Indoor plants and natural light

Light plays an essential role in the development and upkeep of your plant. How much is enough?

A plant can only make the food it needs to survive and grow when it receives light. Without light, its most important metabolic process, called photosynthesis, cannot occur. This process takes place in small green cell organs called chloroplasts. Photosynthesis is a process in which your plant takes water and carbon dioxide and turns it into sugars and oxygen with the help of sunlight.

Because sunlight is such an important factor in the plant’s metabolism, it is crucial to expose your plant to the right amount of sunlight. The optimum is different for every plant species, and depends on how well the plant is adapted to certain light conditions.

Of course, artificial light is an option that is becoming increasingly affordable. In the past, grow lamps were expensive and inefficient, drawing a great deal of power which made them expensive to use.

Nowadays, however, the increasing use of efficient LED lights is making grow lamps a viable alternative for people whose residences do not receive much sunlight, or during the darker winter months. We will be providing a deeper look at artificial light and plant care in another blog post coming soon!

Location, location, location

To find the right spot for any plant, first you need to observe how much natural light comes into your space. This depends mostly on the orientation of your windows*, but also on whatever can block or filter the sunlight along its way. For example, bright light can be blocked by trees, or filtered by window decoration.

The next step is to decide where you want to place a plant. Check out the amount of light that falls on this spot – you don’t need to measure it, just have an understanding of how many hours of light it receives and how direct or intense it is. Take this amount of light into consideration when choosing your new plant. Keep in mind that artificial light rarely has an impact on the amount of usable light for a plant, unless you use the aforementioned special growing lamps.

*Window orientations described in this blog post apply to the Northern hemisphere. In the Southern hemisphere, the orientations will be reversed.

Low-light Plants

Low-light plants don’t need a lot of light and will do great in the windowsill of a north-facing window, but also up to a few meters away from a west- or east-facing window.
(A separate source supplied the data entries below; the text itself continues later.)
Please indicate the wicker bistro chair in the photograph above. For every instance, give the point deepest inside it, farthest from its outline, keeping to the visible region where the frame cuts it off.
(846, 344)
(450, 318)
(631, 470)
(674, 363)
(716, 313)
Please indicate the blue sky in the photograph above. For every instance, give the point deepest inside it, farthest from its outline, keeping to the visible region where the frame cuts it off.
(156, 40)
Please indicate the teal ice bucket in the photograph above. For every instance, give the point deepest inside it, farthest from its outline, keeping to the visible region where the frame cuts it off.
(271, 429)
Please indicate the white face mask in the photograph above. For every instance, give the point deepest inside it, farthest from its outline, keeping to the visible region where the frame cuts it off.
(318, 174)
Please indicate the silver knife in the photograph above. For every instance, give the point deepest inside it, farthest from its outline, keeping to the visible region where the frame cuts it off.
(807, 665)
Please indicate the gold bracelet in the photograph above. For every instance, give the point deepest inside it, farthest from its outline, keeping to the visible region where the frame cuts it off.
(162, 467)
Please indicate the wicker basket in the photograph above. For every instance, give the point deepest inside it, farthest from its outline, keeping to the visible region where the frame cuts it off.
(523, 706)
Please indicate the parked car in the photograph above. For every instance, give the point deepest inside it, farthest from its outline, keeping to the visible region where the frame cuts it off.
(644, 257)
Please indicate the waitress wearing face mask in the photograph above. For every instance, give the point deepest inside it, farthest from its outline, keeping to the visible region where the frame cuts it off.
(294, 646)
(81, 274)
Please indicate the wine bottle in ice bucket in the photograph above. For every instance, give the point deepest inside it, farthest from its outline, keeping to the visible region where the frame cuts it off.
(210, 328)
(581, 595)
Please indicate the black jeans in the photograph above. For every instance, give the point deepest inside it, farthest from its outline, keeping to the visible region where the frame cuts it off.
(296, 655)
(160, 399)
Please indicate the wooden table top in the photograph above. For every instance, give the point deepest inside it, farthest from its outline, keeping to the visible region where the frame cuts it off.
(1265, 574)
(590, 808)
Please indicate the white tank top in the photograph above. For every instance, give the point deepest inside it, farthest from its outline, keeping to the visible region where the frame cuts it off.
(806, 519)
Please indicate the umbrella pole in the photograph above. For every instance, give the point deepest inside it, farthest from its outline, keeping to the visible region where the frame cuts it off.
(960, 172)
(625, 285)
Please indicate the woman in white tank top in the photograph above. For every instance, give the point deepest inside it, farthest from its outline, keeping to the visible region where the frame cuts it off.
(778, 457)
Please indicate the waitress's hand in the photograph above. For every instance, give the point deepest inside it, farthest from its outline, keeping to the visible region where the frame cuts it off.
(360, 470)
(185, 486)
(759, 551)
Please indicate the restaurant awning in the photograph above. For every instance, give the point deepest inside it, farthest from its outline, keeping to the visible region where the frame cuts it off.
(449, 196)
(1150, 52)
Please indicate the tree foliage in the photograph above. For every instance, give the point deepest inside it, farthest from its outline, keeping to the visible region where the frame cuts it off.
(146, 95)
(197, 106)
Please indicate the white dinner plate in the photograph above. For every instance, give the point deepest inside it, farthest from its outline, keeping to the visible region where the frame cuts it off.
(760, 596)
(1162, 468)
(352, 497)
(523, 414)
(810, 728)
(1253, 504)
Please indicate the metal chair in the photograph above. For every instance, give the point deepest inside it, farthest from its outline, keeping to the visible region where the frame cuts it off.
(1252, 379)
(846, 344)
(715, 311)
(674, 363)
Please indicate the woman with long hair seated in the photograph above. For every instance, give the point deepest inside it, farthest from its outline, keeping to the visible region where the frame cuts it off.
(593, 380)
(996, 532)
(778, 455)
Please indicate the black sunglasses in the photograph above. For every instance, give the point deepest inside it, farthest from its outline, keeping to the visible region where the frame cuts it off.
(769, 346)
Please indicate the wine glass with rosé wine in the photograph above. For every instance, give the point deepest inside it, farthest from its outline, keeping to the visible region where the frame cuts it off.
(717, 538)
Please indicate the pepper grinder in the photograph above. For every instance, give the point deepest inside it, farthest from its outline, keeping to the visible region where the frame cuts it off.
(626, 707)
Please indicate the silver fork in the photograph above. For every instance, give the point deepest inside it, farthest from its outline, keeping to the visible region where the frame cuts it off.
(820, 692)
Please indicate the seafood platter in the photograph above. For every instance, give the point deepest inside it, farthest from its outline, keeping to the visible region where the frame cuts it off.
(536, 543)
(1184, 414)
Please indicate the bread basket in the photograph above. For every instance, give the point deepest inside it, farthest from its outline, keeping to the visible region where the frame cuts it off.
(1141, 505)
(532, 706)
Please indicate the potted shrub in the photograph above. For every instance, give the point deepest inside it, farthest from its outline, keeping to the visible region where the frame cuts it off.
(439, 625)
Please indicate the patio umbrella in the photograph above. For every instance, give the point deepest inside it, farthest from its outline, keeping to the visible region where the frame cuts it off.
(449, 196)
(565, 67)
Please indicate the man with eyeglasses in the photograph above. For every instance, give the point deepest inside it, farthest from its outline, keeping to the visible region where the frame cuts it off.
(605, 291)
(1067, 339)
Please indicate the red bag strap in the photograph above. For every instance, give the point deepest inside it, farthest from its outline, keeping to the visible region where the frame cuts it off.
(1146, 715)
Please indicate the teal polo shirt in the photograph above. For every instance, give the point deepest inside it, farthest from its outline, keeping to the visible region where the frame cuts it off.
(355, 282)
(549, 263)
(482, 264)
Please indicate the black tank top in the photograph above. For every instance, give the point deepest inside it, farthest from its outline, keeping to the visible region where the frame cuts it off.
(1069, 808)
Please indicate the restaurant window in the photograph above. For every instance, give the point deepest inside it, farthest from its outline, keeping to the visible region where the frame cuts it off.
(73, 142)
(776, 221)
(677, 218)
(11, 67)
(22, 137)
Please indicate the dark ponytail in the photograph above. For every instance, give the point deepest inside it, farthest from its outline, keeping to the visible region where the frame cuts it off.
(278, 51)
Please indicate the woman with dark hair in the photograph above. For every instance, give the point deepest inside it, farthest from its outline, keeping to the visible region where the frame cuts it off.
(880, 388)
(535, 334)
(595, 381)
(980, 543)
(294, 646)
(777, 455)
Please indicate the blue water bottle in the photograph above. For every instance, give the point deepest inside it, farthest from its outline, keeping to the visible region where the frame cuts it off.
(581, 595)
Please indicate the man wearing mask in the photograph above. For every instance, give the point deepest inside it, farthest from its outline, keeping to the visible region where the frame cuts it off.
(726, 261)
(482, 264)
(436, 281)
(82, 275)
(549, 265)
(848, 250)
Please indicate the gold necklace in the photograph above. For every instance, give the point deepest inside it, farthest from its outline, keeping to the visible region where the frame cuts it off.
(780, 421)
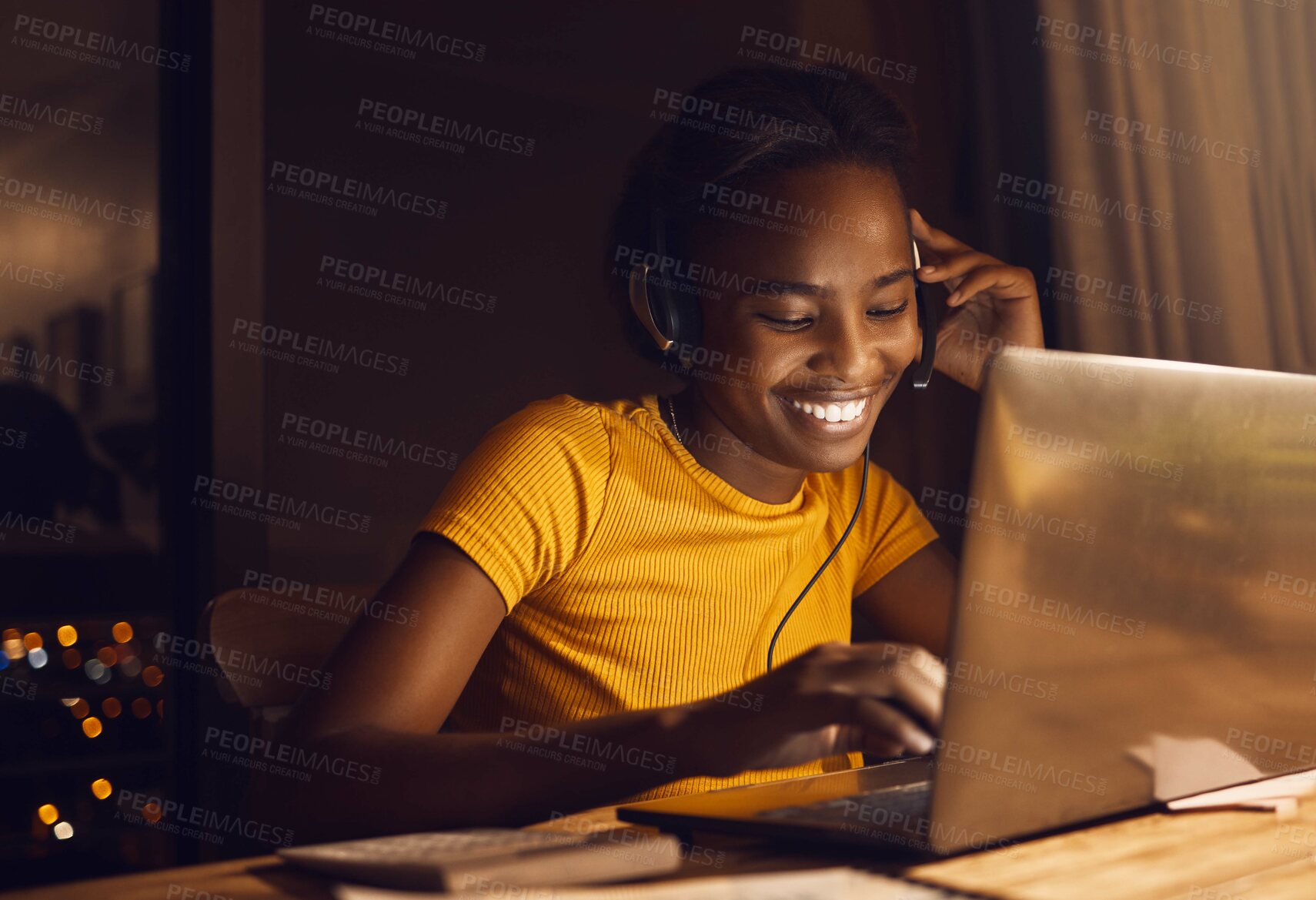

Some examples are Calathea plants and Asparagus but also most ferns. Find more examples here.

Medium-light Plants

These plants are most suitable for east- or west-facing windowsills. They may tolerate a few hours of direct sunlight, but not for too long as their leaves can get burned. If you have a south-facing window, place the plant more than a few meters from the window to prevent sunburn. You may already have one in your home – Monstera and Begonia are both medium-light plants that are extremely widespread, but you can find more suggestions here.

picture by Henry & Co.

High-light Plants

These plants love bright light, but will burn when they receive too much direct sunlight. Place these plants a few meters away from a south facing window. Some of them will also be happy in east– or west-facing windowsills. The ever-popular Ficus is a great example, as are banana plants. You can find a more complete list here.

Direct-light loving plants need a south facing window, and a few hours per day with direct sunlight or a grow lamp to thrive. In northern climates there may not be enough natural light all year around to support your plant so choose the position carefully. Cactus are an obvious example of a plant that needs direct light, but so are kitchen herbs such as Basil and Thyme! From succulents to carnivorous plants, there is a surprising array of plants that thrive in direct light.

picture by Demi DeHerrera

Symptoms of lighting problems

It usually takes a few weeks for your plant to adapt to a new place, so be sure to monitor your plant for a while to see if it remains happy or not. Your plant’s health is a sum of several factors (e.g. humidity, temperature), so you can never know for sure if light is the only problem. However, if you notice some of the symptoms described below, you may be able to make your plant healthy again by changing its location.

Too much light:

  • Yellow-brown, faded and limp leaves
  • Yellow or brown ‘sunburned’ spots on the leaves

Too little light:

  • Yellow/light green leaves
  • Pattern and/or variegation fade
  • Falling leaves
  • The plant starts growing strongly in one direction, with long, pale and weak stems. This process is called etiolation and occurs because the plant wants to grow desperately towards the light and invests all its energy in length growth, and not strength.

Natural habitat

If you do some research on your plant’s origin, it will become much easier to mimic its original environment and deduce the optimal care. To make things easier, we have already done research into the light requirements of different species for you – you can find a list of commonly-available plant species suitable for various light conditions here.

With the wide variety of plants currently available, we know it’s not always easy to pick the right plant for the right spot. A final tip: it can help to take into consideration the origin of the plant. If you know to what ecosystem a plant was adapted to flourish in, you can deduce the optimal growing conditions. Take cacti for example: they grow in deserts which puts them in bright and direct sunlight throughout the day. In contrast, a Calathea plant naturally grows in the undergrowth of tropical forests, where the canopy blocks most of the light. It has therefore adapted to thrive under low light conditions.